Carnet de textique n° 9 : Détermination du « mouvement » dans l’écrit

Ce carnet offre une contribution présentée en 2011, au vingt-troisième Semtext (Séminaire annuel de textique), et retravaillée pour la session de 2017. L’étude, répondant à une invitation, n’était pas astreinte à employer la méthode ni les outils conceptuels de la textique. Cependant deux motifs ont conduit à la retenir pour figurer dans les Carnets : d’une part elle s’appuie sur la définition très large de l’écrit, tel que la discipline l’a établie, c’est-à-dire tout champ que déterminent des structures fondées sur un effet différentiel ; d’autre part elle s’efforce, même si sa démarche apparaît comme plus énumérative et descriptive que systématique, de satisfaire à la tâche formulée par Jean Ricardou dans la fiche du Cortext (Cercle Ouvert de Recherche en TEXTique) intégrée au Carnet de Textique n’ 8, c’est-à-dire explorer, en amorçant leur classification, les diverses modalités de mouvement repérables le cas échéant dans un écrit.

Une telle tentative a l’intérêt d’ouvrir sur un domaine complexe, jusqu’alors peu abordé dans le cadre de la textique, l’existence d’écrits qui apparaissent comme investis par un mouvement, qu’il soit effectif ou non, exigeant à ce titre l’élaboration d’une problématique nouvelle par rapport aux écrits dont les éléments sont fixes. Du même coup elle oblige à prendre en compte la dimension temporelle, dont l’observation d’écrits à l’allure immuable permet de faire abstraction.

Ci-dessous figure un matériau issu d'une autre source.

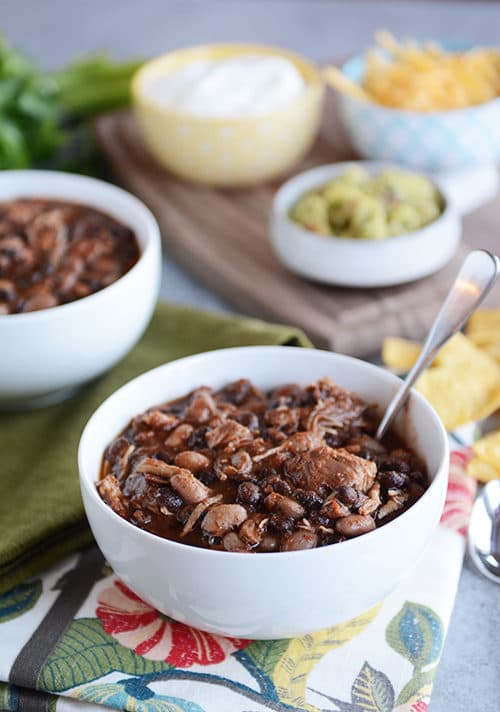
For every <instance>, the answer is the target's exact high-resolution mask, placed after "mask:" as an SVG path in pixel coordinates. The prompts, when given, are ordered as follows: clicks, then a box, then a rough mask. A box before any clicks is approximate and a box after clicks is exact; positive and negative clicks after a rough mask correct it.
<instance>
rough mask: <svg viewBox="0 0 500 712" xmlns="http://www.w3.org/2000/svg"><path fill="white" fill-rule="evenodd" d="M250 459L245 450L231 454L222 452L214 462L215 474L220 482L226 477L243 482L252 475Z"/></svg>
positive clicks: (251, 465)
mask: <svg viewBox="0 0 500 712" xmlns="http://www.w3.org/2000/svg"><path fill="white" fill-rule="evenodd" d="M252 467H253V462H252V458H251V457H250V455H249V454H248V452H245V450H237V451H236V452H233V453H231V454H229V455H228V454H227V453H225V452H223V453H222V454H221V455H219V457H218V458H217V460H216V462H215V473H216V475H217V477H219V479H221V480H226V479H227V478H228V477H229V478H230V479H232V480H245V479H247V477H249V476H250V475H251V473H252Z"/></svg>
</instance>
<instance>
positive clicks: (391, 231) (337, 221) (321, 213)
mask: <svg viewBox="0 0 500 712" xmlns="http://www.w3.org/2000/svg"><path fill="white" fill-rule="evenodd" d="M442 211H443V199H442V197H441V195H440V193H439V191H438V190H437V188H436V187H435V185H434V184H433V183H432V182H431V181H430V180H429V179H428V178H426V177H425V176H423V175H420V174H418V173H411V172H409V171H404V170H400V169H397V168H390V169H387V170H385V171H382V172H381V173H379V174H378V175H374V176H370V175H369V174H368V173H367V172H366V171H365V170H364V169H362V168H360V167H359V166H353V167H352V168H349V169H348V170H346V172H345V173H343V174H342V175H340V176H338V177H337V178H334V179H333V180H331V181H330V182H329V183H327V184H326V185H324V186H322V187H320V188H316V189H314V190H311V191H308V192H307V193H305V194H304V195H303V196H302V197H301V198H299V200H298V201H297V202H296V203H295V205H294V206H293V207H292V209H291V210H290V218H291V219H292V220H293V221H294V222H296V223H298V224H299V225H301V226H302V227H304V228H306V230H311V231H312V232H316V233H318V234H320V235H328V236H334V237H354V238H362V239H366V240H384V239H386V238H388V237H394V236H395V235H402V234H404V233H407V232H412V231H413V230H418V229H419V228H421V227H423V226H424V225H427V224H428V223H430V222H432V221H433V220H435V219H436V218H437V217H439V215H440V214H441V213H442Z"/></svg>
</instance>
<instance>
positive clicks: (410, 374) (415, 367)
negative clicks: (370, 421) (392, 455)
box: [376, 250, 500, 440]
mask: <svg viewBox="0 0 500 712" xmlns="http://www.w3.org/2000/svg"><path fill="white" fill-rule="evenodd" d="M499 267H500V261H499V259H498V257H496V256H495V255H493V254H491V252H487V251H486V250H474V251H473V252H469V254H468V255H467V257H466V258H465V260H464V262H463V264H462V267H461V269H460V271H459V273H458V275H457V278H456V279H455V282H454V283H453V285H452V287H451V289H450V291H449V292H448V296H447V297H446V299H445V301H444V304H443V306H442V307H441V309H440V310H439V313H438V315H437V317H436V318H435V320H434V323H433V325H432V326H431V330H430V331H429V335H428V336H427V340H426V342H425V344H424V346H423V348H422V351H421V353H420V356H419V357H418V359H417V361H416V363H415V365H414V366H413V368H412V369H411V371H410V372H409V374H408V375H407V376H406V378H405V380H404V382H403V383H402V385H401V388H400V389H399V390H398V391H397V393H396V395H395V396H394V398H393V399H392V400H391V402H390V403H389V405H388V406H387V410H386V411H385V413H384V417H383V418H382V420H381V421H380V425H379V426H378V430H377V433H376V438H377V439H378V440H380V439H381V438H382V437H383V436H384V435H385V433H386V432H387V429H388V428H389V426H390V424H391V423H392V421H393V420H394V418H395V417H396V416H397V414H398V413H399V411H400V410H401V408H402V407H403V406H404V404H405V403H406V401H407V399H408V396H409V395H410V389H411V387H412V386H413V384H414V383H415V381H416V380H417V379H418V377H419V376H420V374H421V373H422V372H423V371H425V369H426V368H427V367H428V366H429V365H430V364H431V363H432V361H433V360H434V358H435V356H436V354H437V352H438V351H439V349H440V348H441V347H442V346H443V345H444V344H445V343H446V342H447V341H448V339H449V338H450V337H452V336H453V334H456V333H457V331H459V330H460V329H461V328H462V326H463V325H464V324H465V322H466V321H467V319H468V318H469V317H470V316H471V315H472V313H473V312H474V311H475V310H476V309H477V307H478V306H479V305H480V304H481V302H482V301H483V299H484V298H485V297H486V295H487V294H488V292H489V291H490V289H491V288H492V287H493V285H494V283H495V280H496V278H497V275H498V270H499Z"/></svg>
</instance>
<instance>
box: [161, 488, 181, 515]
mask: <svg viewBox="0 0 500 712" xmlns="http://www.w3.org/2000/svg"><path fill="white" fill-rule="evenodd" d="M183 504H184V500H183V499H182V497H181V496H180V495H179V494H177V492H174V490H173V489H172V488H171V487H169V486H168V485H167V486H165V487H162V488H161V489H160V490H159V492H158V506H160V507H166V508H167V509H168V510H169V511H170V512H175V511H177V510H178V509H179V508H180V507H182V505H183Z"/></svg>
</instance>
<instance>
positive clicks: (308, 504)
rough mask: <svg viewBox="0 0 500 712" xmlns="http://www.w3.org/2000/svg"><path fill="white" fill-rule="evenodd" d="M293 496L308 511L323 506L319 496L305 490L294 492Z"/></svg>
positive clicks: (301, 490)
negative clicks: (304, 507) (306, 509)
mask: <svg viewBox="0 0 500 712" xmlns="http://www.w3.org/2000/svg"><path fill="white" fill-rule="evenodd" d="M294 496H295V498H296V499H297V500H298V501H299V502H300V503H301V505H302V506H303V507H305V508H306V509H307V510H308V511H309V510H313V509H319V508H320V507H321V505H322V504H323V500H322V498H321V497H320V496H319V494H317V492H309V491H307V490H295V494H294Z"/></svg>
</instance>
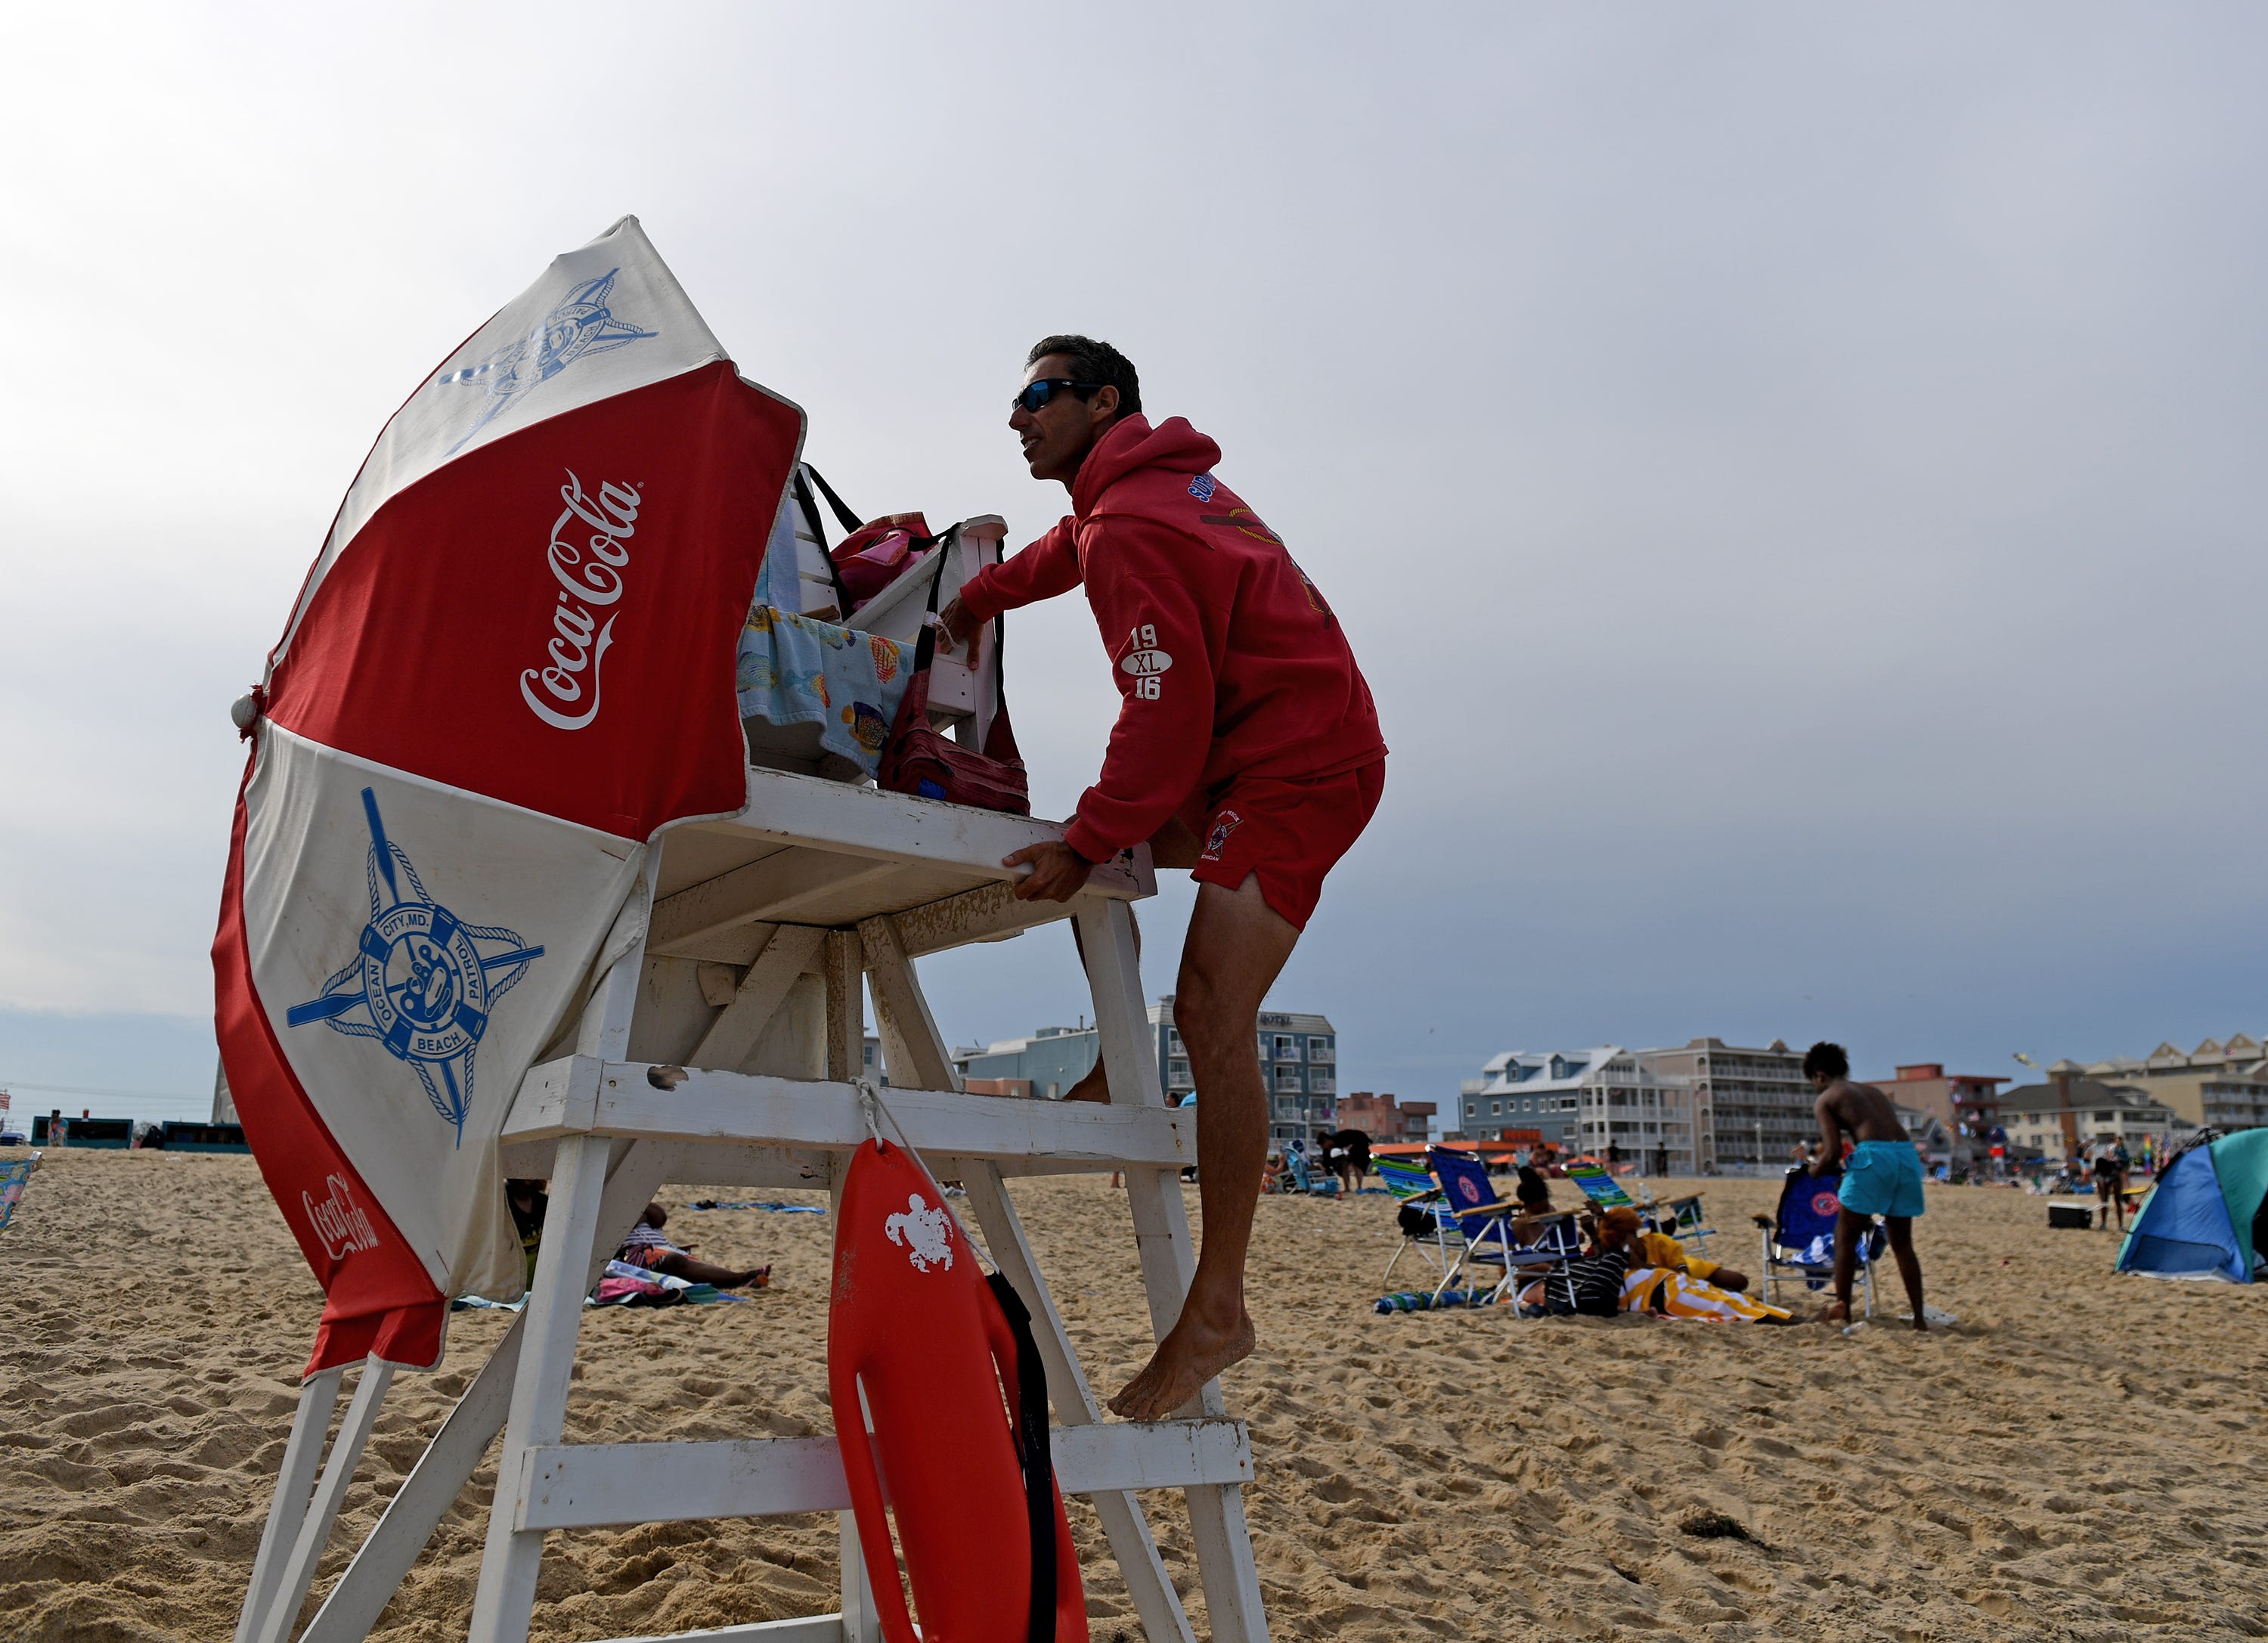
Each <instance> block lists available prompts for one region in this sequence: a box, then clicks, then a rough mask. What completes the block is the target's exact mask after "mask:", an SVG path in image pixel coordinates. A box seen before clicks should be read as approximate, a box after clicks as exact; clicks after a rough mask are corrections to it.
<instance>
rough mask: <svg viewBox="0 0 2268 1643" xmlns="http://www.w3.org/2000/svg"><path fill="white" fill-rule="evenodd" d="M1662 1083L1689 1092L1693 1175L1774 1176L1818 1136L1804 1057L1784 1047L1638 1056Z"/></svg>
mask: <svg viewBox="0 0 2268 1643" xmlns="http://www.w3.org/2000/svg"><path fill="white" fill-rule="evenodd" d="M1637 1060H1640V1062H1642V1064H1644V1067H1647V1069H1649V1071H1651V1073H1653V1076H1656V1078H1660V1080H1662V1082H1678V1085H1685V1087H1690V1089H1692V1105H1694V1137H1696V1151H1699V1160H1696V1173H1701V1176H1715V1173H1717V1171H1719V1169H1762V1171H1769V1169H1776V1166H1780V1164H1787V1160H1789V1157H1792V1153H1794V1148H1796V1146H1799V1144H1803V1141H1808V1139H1812V1137H1814V1135H1819V1121H1817V1119H1814V1117H1812V1101H1814V1098H1817V1092H1814V1089H1812V1080H1810V1078H1805V1076H1803V1051H1792V1048H1787V1042H1785V1039H1771V1044H1769V1046H1765V1048H1760V1051H1755V1048H1740V1046H1735V1044H1726V1042H1724V1039H1692V1042H1687V1044H1685V1046H1683V1048H1674V1051H1637Z"/></svg>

En tout état de cause, l’examen des occurrences et l’effort de classement qui l’accompagne ne prétendent pas fournir un inventaire exhaustif ni une répartition totalement achevée, mais s’applique à inventorier bon nombre de cas en les distribuant selon des catégories plus générales, susceptibles d’éclairer la recherche ultérieure. C’est donc d’un travail préparatoire qu’il s’agit, mais qui se montre fidèle à l’approche globale de la textique et qui peut servir d’ébauche à l’exploration d’un domaine de l’écrit que la théorie n’a pas encore traité.

Encore faut-il, comme il a été remarqué à propos du Carnet n° 8, faire preuve de prudence dans l’enquête et ne pas s’engager dans une conceptualisation hasardeuse qui laisserait de côté certains aspects décisifs des phénomènes et, dès lors, ne réussirait pas à prendre en compte, palier par palier, l’ensemble des cas envisageables.

Son extériorité relative par rapport à l’édifice de la théorie textique met le travail proposé à l’abri de cette objection rédhibitoire. C’est pourquoi il s’autorise à sérier des catégories de phénomènes sans avoir à bâtir d’abord une matrice conceptuelle hiérarchisée, capable de tous les englober. Il s’agit en somme d’un inventaire empirique raisonné, qui a le mérite d’éclairer la diversité des occurrences et d’effectuer un tri, en manifestant certains ressorts parmi les plus notables.

L’ensemble de l’examen est organisé sur la base d’une distinction entre deux grandes catégories, elles-mêmes subdivisées en deux : ou bien le mouvement discernable est effectif, soit qu’il réponde à un fonctionnement intrinsèque, soit qu’il résulte d’un agent extérieur, ou bien il est suggéré par l’écrit, soit qu’il repose sur l’ajout par la lecture d’un élément virtuel, soit qu’il relève d’un leurre perceptuel. Que le second type de phénomènes soit tributaire d’une impression produite sur le cerveau des observateurs justifie, dans le titre de la contribution, le recours aux guillemets pour le vocable « mouvement ».

En outre l’accent est mis par l’étude sur la perspective d’un réglage, susceptible d’organiser les divers aspects du mouvement repérable, qu’il s’agisse des facteurs, qui déterminent une mobilité, actuelle ou virtuelle, dans l’écrit, ou des caractéristiques temporelles du mouvement, par exemple sa périodicité.

Ainsi la réflexion s’oriente vers la recherche d’agencements pour les structures en cause, débouchant sur l’éventualité d’en renforcer la cohérence. Bref, conformément à un principe décisif de la textique, la lecture est conçue comme une étape dans un processus d’écriture : en l’occurrence elle engage sur la voie d’une potentielle récriture, moteur d’une évolution dont la dynamique serait à prendre en compte comme un élargissement du rôle dévolu au mouvement dans l’écrit, dont il tendrait alors à constituer un ressort intrinsèque.